Tuesday, January 24, 2023



The new liturgical book for the Sacrament of Penance is coming out soon.

 Its first use date is Ash Wednesday, February 22, 2023. Its mandatory use date is the Second Sunday of Easter or Divine Mercy Sunday, April 16, 2023, after this date no other English translation may be used.

There are no bombshells, but the one that came out in the 1970’s was horrible and no one used what was printed for private confession (individual) and most stayed with the pre-Vatican II format.

The status quo is basically the same, but the full words of absolution have been somewhat revised.

Here’s the new and glorious English translation of the Absolution: 

God, the Father of mercies, through the Death and Resurrection of his Son has reconciled the world to himself and poured out the Holy Spirit for the forgiveness of sins; through the ministry of the Church may God grant you pardon and peace. AND I ABSOLVE YOU FROM YOUR SINS, IN THE NAME OF THE FATHER, AND OF THE SON, + AND OF THE HOLY SPIRIT. Amen.

Here’s the old and inglorious English translation of the Absolution:

God the Father of mercies, through the death and resurrection of his Son has reconciled the world to himself and sent the Holy Spirit among us for the forgiveness of sins; through the ministry of the Church may God give you pardon and peace, and I absolve you from your sins in the name of the Father, and of the Son and of the Holy Spirit. Amen.
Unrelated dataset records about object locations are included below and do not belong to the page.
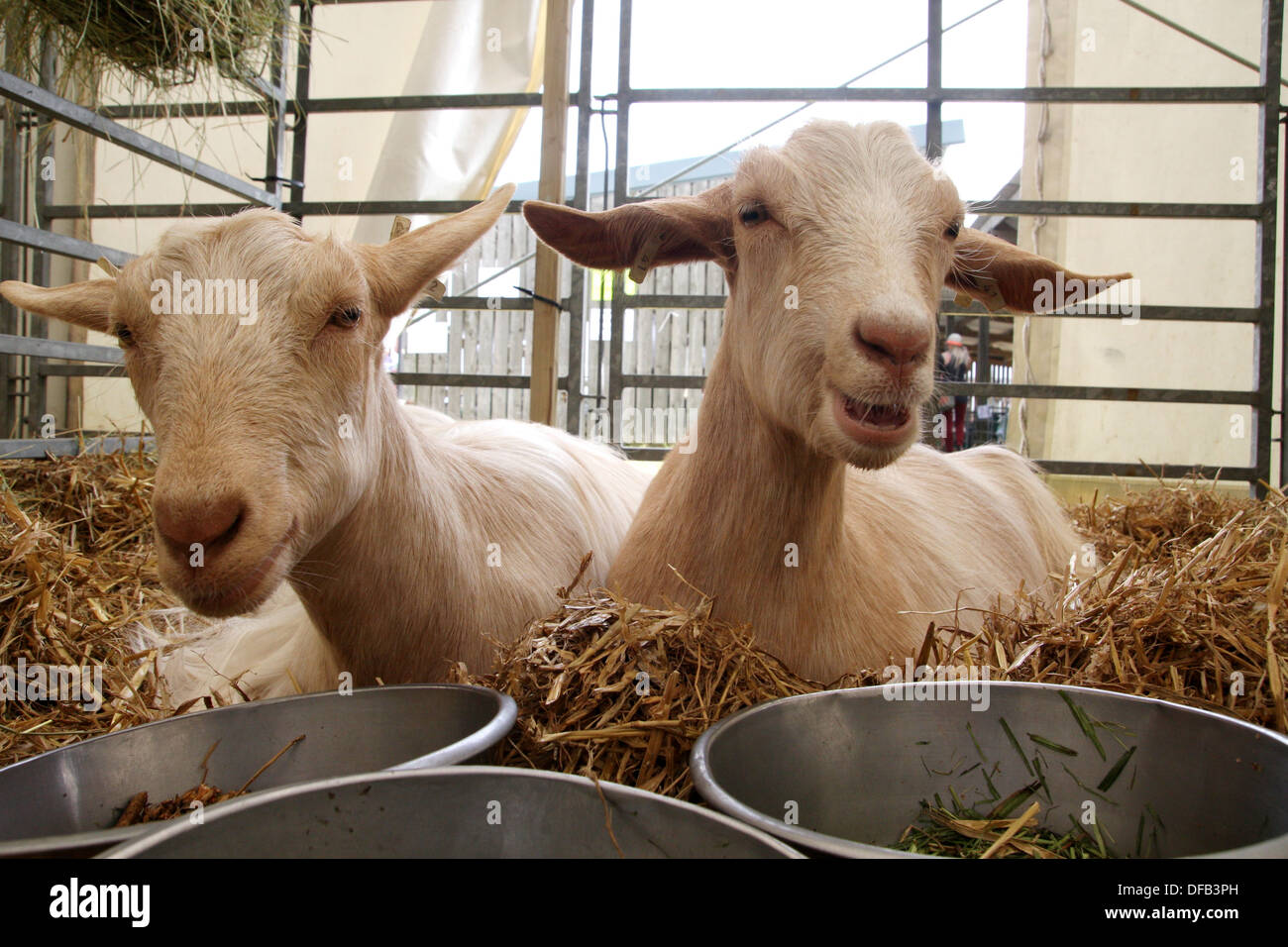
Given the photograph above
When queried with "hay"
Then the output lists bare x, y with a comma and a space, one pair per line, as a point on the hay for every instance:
1184, 608
76, 570
151, 40
618, 690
There are still a variety of Acts of Contrition that the penitent can pray but a version of the traditional Act of Contrition is now included which was omitted in the 1970’s liturgical book. This prayer, even in Vatican II times, had a variety of improvisations and the penitent can still use those along with the archaic “Thee and art”. 

O my God, I am heartily sorry for having offended you, and I detest all my sins because of your just punishments, but most of all because they offend you, my God, who are all good and deserving of all my love. I firmly resolve, with the help of your grace, to sin no more and to avoid the near occasions of sin. Amen.
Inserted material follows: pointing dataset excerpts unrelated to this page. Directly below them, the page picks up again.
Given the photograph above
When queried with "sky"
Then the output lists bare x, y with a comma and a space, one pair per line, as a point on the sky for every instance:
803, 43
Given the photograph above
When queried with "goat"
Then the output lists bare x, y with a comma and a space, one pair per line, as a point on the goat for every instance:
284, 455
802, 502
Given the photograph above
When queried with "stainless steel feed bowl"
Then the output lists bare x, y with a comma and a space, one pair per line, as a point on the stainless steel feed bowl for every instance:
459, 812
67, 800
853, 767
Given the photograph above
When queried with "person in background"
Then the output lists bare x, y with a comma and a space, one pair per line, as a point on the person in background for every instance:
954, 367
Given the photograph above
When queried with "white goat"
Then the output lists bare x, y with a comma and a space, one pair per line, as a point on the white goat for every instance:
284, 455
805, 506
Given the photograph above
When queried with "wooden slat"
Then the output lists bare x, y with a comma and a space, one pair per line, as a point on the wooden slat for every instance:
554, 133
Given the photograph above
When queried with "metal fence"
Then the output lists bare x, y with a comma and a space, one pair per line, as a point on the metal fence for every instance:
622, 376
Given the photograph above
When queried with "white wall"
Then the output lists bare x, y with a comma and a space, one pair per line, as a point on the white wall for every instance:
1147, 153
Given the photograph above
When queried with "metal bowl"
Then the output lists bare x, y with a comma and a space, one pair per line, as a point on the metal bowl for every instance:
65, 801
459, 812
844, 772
Of course, penitents are not limited to the options provided in the Order of Penance, and are free to express their sorrow with other prayers or even in their own words.

In terms of the liturgical celebration of the Sacrament of Penance, usually celebrated during Lent and Advent, the order is simplified and only one reading need to be read rather than the full panoply of readings you would have at a Sunday Mass. 
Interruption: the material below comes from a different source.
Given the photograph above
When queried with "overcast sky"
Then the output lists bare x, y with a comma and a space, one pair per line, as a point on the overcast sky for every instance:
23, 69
The basic structure of each Order is presented here, in parallel columns for the sake of comparison:

  Order for Reconciling Individual Penitents

I. Reception of the Penitent

II. Reading of the Word of God (optional)

III. Confession of Sins and Acceptance of Satisfaction

IV. Prayer of the Penitent (Act of Contrition)  and Absolution 

V. Proclamation of Praise of God and Dismissal of the Penitent

Order for Reconciling Several Penitents with Individual Confession and Absolution

I. The Introductory Rites • Liturgical Song • Greeting

• Prayer

II. The Celebration of the Word of God • Reading(s)

• Homily

• Examination of Conscience

III. The Rite of Reconciliation

• General Confession of Sins

• Individual Confession and Absolution

• Proclamation of Praise for God’s Mercy • Concluding Prayer of Thanksgiving

IV. The Concluding Rites

• Blessing and Dismissal



Fr. Michael J. Kavanaugh said...

I think I have heard eleventy-three hundred "versions" of the act of contrition in my 37 years of hearing confeseions.

ByzRus said...

Fr. MJK, I think I could add one to your list....late 70's vintage. Only one I can remember readily.

Mike Lutz said...

Act of Contrition circa 1955 as taught to us by the good sisters:

Oh My God, I am heartily sorry for having offended Thee.
And I detest all my sins, because I dread the loss of Heaven and the pains of Hell.
But most of all, because I have offended thee, my God, who art all good and deserving of all my love,
I firmly resolve, with Thy help of Thy grace, to confess my sins, to do penance, and to amend my life.

TJM said...

Bishops and priests who vote for the Party of Moloch should be denied absolution. They mock God

From Fr. Khouri said...

Father, I'm not sure how "poured out" and "grant" make the text more glorious.
It seems to me that this is rearranging deck chairs on the Titanic. Yes, "lex orandi lex credendi" but what difference do these word changes make to better express orthodox faith?

Mary said...

I say the Act of Contrition that I was taught in Grade 1 - 1956. I also say - Bless me Father for I have sinned. It’s been ?? Since my last confession and these are my sins. Too old to start changing things up now.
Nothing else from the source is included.